Special session will move quickly; here’s how to reach your legislators

Rep. Ken Holmlund, R-Miles City, arrived early at the Capitol Friday for the special session next week. He was reading documents at his desk in the House Chambers. In the background is the Charles M. Russell painting, “Lewis and Clark Meeting Indians at Ross’ Hole.” (Chuck Johnson/Missoula Current)

HELENA – This will be the 33rd special legislative session in Montana history and the first called by Gov. Steve Bullock, who took office in 2013.

The last special session was a one-day gathering in September 2007, called by Gov. Brian Schweitzer to replenish the state’s wildland firefighting fund.  Among the tasks of next week’s session will be to restore money to the firefighting fund.

The agenda is limited by the call issued by the governor, but can be expanded if 76 of the 150 lawmakers concur.
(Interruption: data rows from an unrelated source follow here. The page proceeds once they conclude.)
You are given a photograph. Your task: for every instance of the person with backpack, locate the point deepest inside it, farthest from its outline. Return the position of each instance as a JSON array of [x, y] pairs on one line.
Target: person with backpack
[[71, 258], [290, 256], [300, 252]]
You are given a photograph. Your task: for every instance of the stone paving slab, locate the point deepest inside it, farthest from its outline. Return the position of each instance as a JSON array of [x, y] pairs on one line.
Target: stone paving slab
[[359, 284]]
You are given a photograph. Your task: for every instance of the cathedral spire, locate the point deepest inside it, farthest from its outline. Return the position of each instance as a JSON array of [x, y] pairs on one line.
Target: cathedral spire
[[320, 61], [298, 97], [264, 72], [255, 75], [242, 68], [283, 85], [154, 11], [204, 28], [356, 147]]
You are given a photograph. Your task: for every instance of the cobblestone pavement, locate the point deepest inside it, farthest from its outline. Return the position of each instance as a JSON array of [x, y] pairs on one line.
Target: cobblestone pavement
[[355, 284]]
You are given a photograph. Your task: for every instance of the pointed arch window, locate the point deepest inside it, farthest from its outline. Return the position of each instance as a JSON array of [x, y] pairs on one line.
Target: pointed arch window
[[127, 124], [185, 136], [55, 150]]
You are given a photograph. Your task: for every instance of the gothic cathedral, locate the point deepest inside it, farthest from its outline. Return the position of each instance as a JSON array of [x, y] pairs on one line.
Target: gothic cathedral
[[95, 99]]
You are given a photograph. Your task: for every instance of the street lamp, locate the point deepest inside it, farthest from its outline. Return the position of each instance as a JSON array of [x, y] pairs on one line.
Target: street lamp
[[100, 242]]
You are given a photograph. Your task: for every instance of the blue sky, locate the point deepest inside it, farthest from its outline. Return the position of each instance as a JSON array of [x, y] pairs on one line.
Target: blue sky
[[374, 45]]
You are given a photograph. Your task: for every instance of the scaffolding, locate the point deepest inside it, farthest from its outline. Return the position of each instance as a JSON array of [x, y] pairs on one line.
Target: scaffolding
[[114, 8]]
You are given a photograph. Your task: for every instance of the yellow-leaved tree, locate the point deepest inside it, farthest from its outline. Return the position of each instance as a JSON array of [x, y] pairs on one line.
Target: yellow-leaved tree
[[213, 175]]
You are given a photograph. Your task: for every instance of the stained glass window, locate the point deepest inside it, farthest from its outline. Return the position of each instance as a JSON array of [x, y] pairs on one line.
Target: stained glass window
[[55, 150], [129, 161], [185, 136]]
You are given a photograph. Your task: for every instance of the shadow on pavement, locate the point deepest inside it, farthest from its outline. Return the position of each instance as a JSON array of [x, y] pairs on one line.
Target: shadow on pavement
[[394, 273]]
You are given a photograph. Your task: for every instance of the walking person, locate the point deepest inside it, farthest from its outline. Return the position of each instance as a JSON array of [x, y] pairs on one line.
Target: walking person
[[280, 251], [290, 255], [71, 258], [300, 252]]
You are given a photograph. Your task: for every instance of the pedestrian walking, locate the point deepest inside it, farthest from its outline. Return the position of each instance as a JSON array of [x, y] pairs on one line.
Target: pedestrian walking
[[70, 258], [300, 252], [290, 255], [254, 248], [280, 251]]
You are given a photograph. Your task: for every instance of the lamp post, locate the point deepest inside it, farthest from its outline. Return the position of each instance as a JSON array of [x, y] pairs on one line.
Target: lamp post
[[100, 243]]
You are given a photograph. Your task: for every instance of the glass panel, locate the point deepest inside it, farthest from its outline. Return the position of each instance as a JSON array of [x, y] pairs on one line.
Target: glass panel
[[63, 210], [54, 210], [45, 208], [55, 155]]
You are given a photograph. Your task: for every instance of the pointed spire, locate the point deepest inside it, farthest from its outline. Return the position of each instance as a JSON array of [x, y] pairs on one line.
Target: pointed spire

House and Senate Republicans obtained the needed signatures Friday to expand the upcoming session beyond Bullock’s agenda.

Special sessions in Montana operate at a much faster pace than do the regular 90-day legislative sessions, which occur every two years.

The House and Senate are expected to adopt rules to waive the usual requirement for a 24-hour interval between the debate-stage vote on a bill and the final vote.

In addition, Senate and House committees are scheduling joint hearings on bills to save time, instead of separate hearings in each house. Time for public testimony is often limited, and the public notice for hearings is often limited.

Montanans who want to follow the hearings and debates online can find the schedule listed under video and audio on the Legislature’s home page at www.leg.mt.gov. For information or to call a legislator or leave a message for a legislator, people may call 1-406-444-4800.

The operating cost for a special legislative session is $106,000 for the first day of the session and $58,000 for subsequent days, according to the Legislative Services Division.